Today sees yet another round of some “awesome” Twitter mashup: tweet cloud that generates you a list of the words you use most in your tweets. It’s not a nefarious application by any means, but it’s yet another mashup that fails to disclose up front what it’s going to do with your user credentials.
In recent BarCamp talks on Microcopy, I’ve time-and-again used the example of Favstar.fm to illustrate how mashup developers can responsibly create cool stuff and earn users trust.

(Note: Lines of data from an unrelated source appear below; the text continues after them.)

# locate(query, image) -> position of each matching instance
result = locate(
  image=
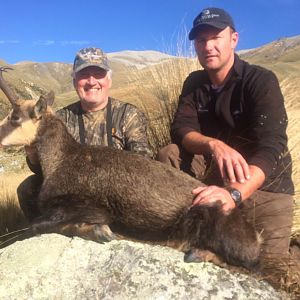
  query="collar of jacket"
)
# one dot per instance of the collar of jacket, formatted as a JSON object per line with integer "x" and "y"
{"x": 236, "y": 74}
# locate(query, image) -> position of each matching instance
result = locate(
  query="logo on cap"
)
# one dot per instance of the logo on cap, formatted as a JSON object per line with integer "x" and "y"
{"x": 88, "y": 57}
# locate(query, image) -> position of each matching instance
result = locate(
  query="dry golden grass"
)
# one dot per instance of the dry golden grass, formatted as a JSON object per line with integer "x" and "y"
{"x": 11, "y": 216}
{"x": 155, "y": 90}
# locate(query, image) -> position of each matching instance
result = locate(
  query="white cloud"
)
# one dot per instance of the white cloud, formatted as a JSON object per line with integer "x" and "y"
{"x": 66, "y": 43}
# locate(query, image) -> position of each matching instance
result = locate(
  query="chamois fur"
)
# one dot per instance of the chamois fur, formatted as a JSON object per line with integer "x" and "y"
{"x": 137, "y": 197}
{"x": 90, "y": 190}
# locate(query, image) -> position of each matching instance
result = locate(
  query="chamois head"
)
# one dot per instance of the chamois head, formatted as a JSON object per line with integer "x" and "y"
{"x": 20, "y": 126}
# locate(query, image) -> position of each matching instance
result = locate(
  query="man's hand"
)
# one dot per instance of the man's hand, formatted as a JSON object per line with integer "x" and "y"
{"x": 233, "y": 167}
{"x": 210, "y": 195}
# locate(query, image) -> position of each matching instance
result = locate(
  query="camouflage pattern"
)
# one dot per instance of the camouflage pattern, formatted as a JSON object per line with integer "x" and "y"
{"x": 88, "y": 57}
{"x": 129, "y": 126}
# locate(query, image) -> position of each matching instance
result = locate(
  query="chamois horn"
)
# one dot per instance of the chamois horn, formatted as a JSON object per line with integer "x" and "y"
{"x": 11, "y": 96}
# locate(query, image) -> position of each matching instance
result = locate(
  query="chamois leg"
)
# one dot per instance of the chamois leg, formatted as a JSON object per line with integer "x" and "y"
{"x": 228, "y": 236}
{"x": 72, "y": 219}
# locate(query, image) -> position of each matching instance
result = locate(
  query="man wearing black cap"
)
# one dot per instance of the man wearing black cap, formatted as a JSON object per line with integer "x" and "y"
{"x": 95, "y": 119}
{"x": 230, "y": 131}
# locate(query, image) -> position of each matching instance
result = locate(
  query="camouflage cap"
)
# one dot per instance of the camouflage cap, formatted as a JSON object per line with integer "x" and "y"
{"x": 88, "y": 57}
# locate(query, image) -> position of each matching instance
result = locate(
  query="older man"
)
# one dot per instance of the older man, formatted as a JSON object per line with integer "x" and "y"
{"x": 95, "y": 119}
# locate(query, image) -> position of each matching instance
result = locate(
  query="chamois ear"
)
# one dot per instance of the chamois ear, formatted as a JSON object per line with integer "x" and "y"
{"x": 39, "y": 108}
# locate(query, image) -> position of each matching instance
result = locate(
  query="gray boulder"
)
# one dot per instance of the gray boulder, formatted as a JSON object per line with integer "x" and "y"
{"x": 53, "y": 266}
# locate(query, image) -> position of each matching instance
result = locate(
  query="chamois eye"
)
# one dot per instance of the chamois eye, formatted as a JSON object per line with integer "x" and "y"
{"x": 15, "y": 120}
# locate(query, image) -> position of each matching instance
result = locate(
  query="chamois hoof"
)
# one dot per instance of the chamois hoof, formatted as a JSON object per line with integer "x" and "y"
{"x": 103, "y": 233}
{"x": 199, "y": 255}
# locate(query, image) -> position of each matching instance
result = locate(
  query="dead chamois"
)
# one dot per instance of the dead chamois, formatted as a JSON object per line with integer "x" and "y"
{"x": 88, "y": 191}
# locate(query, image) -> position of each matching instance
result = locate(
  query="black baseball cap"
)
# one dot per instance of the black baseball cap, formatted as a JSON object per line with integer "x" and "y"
{"x": 212, "y": 16}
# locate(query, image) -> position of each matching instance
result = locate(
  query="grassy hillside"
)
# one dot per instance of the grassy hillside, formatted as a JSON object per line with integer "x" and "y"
{"x": 155, "y": 88}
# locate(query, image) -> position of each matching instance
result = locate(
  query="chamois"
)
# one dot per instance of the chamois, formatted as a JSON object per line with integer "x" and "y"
{"x": 99, "y": 192}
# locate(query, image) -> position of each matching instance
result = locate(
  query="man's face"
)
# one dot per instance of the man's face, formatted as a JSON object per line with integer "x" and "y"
{"x": 92, "y": 85}
{"x": 215, "y": 47}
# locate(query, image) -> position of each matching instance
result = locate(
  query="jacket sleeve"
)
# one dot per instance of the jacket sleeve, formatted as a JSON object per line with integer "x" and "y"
{"x": 186, "y": 117}
{"x": 268, "y": 122}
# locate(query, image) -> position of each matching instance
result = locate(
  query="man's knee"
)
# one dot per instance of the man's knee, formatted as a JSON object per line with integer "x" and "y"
{"x": 272, "y": 215}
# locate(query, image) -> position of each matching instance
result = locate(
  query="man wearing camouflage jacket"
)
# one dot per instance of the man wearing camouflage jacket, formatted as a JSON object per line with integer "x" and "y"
{"x": 96, "y": 119}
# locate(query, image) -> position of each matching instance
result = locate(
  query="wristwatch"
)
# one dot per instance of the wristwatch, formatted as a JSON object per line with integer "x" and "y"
{"x": 236, "y": 196}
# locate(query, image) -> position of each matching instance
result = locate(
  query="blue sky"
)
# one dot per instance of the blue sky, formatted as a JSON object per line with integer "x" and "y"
{"x": 53, "y": 31}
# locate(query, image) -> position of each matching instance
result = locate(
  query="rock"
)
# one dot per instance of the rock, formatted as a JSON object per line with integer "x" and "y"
{"x": 53, "y": 266}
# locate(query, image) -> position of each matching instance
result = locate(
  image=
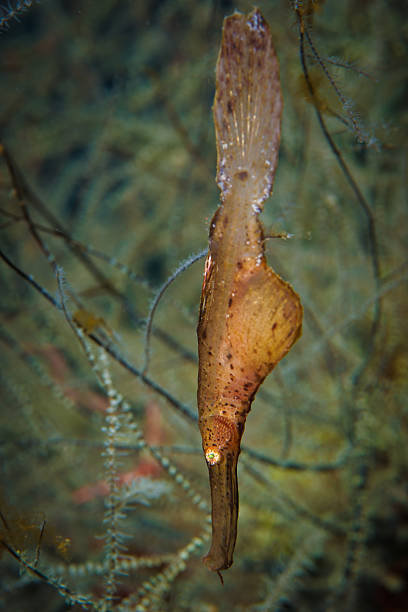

Ultimately, as a mashup developer, whatever cool thing your service provides is secondary to reassuring the user that sharing their credentials and details with the application is safe. So:
OAuth - whinge all you like about how it takes slightly longer to implement than username / password authentication, but OAuth gives the user the single-most important feature that HTTP basic can’t offer: the ability to revoke access, without requiring the user to change their password. If you’re curious about what has access to your Twitter account, then check your Twitter account connections here.
Justify why you need account access - This isn’t optional. If you are going to be using someone’s data (or posting automatically to their Twitter profile) you should be disclosing this before they click ‘Sign In with Twitter’ - as shown in the Favstar example above.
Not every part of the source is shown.